Furthermore, in applied disciplines, which are almost problem-oriented, facts have more value than concepts because problems are often derived from realities. Students majoring in applied subjects are expected to find solutions that meet realistic requirements such as limited budgets, pressing deadline, negative environmental impact. Take urban planning, a subject that intend to conciliate the relationship between humans and lands, as an example. A good urban design project is that resolves local problems and develops local specificities at same time. To meet these two demands, students have to carefully study the situations of sites through analyzing the local geological conditions, local chronicles, demographic data and economic situations. In contrast, a bad urban design project neglects the concrete situations of sites and blindly follows aesthetic rules, planning concepts and design principles. An ivory-towered project stemmed from abstract notions can drastically eradicate a city’s local features and render it a fake image. Consequently, for applied subjects such as architecture, urban planning and landscape design, teachers should cultivate in students the sensibilities towards facts and realities but should not play with abstract notions.

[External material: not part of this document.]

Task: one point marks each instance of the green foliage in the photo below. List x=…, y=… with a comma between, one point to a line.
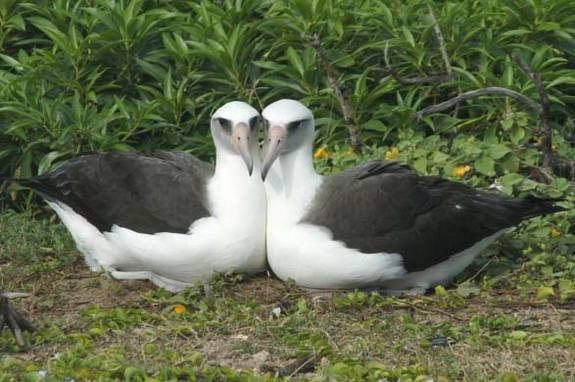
x=81, y=76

That being said, ideas, trends and concepts still play important roles in learning process. For basic or theoretical subjects, studying abstract notions should be priority over learning facts because the former can help students to draw the whole picture of a theory. Yet, too detailed information often confuses students. Using the history of art as an example, it includes six main art periods, and each period produces more than five artistic genres, and each genre has at least two representative artists who creates more than ten works. Under these circumstances, students must feel exhausted if they directly studying the meanings of each painting in consideration of the huge numbers of art works. However, starting by learning art trends, artistic genres and design philosophies, students can easily construct a proper mental map of the art history.

To summarize, whether teachers should start with teaching facts or teaching notions depends on students and subjects. Through evaluating the speaker’s argument under three specific circumstances, this essay proves that for students, who have not yet the ability of abstract thinking, teaching facts should be the priority. In addition, for applied subjects which aim at resolving problems facts are more important than concepts. Nevertheless, for students from theoretical studying fields, teachers should first teach them trends, ideas and concepts.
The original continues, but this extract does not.